A source close to VK.com tells us that more details should emerge next week. “But in short, the fight goes on. He will not voluntarily give up,” the source said.
Durov has posted a slightly cryptic note on his own VK.com page, which says, in translation, “Congratulations to those who decided that I should really voluntarily resign,” punctuated by an illustration of the elusively gazing Doge dog — which we’ve reproduced here.
For now, it’s not clear exactly what transpired in the last couple of days to reverse events, after Durov wrote (on April 1), “I resign as Acting Director General of VKontakte.”
In any case, in the parlance of social networking relationship status updates, “It’s complicated.”
The ownership of VKontakte, the most popular social network in Russia, is currently held by two companies, the VC United Capital Partners and Russian Internet giant Mail.ru, with the latter owning just under 52%, after picking up in March the remaining 12% owned by Durov after Durov first sold it on to Megafon head Ivan Tavrin in January.
Since last year, when ownership in the company started to shift around, there have been a lot of tensions between Durov and the shareholders, partly over freedom of speech issues and partly over the fact that Durov (perhaps in response to the former) struck out on his own to create a secure messaging app, Telegram.
The freedom of speech issues have reached a peak as Russia has progressively clamped down on platforms where people express viewpoints opposing those of the Kremlin, which is embroiled in a crisis in Ukraine that is spilling into wider diplomatic rifts with other countries like the U.S.
On the shareholder front, it seems that there is, at least, a protocol that requires a more measured approach to the CEO resigning. It appears that the shareholders had been preparing to meet to discuss the leadership of the social network later this week, before all of this transpired.
Forbes today published (in Russian) a story that claims Durov has sent a note to shareholders in English to explain why he is staying on. “Since it came to my knowledge that my resignation at this moment can create unnecessary risks for our company, I intend to remain and serve as the CEO,” the note says. We have contacted VK.com to verify the note.
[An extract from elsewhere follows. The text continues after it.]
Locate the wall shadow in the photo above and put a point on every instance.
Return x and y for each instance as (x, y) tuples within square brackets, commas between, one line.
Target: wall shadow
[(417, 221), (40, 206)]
We have also reached out to Mail.ru, but the company has declined to comment on the matter for now. (We’ll continue to ask, though.)
But aside from those serious issues, there have been slightly surreal turns — as befits a Russian crisis — that make it hard to parse what is really going on.
VKontakte spokesperson George Lobushkin, who eventually confirmed directly to TC that the resignation of April 1 was not an April Fools’, had initially declined to comment. He then went so far as to Rick-Roll those who tried to click through a tweet to see an “official statement” on the matter.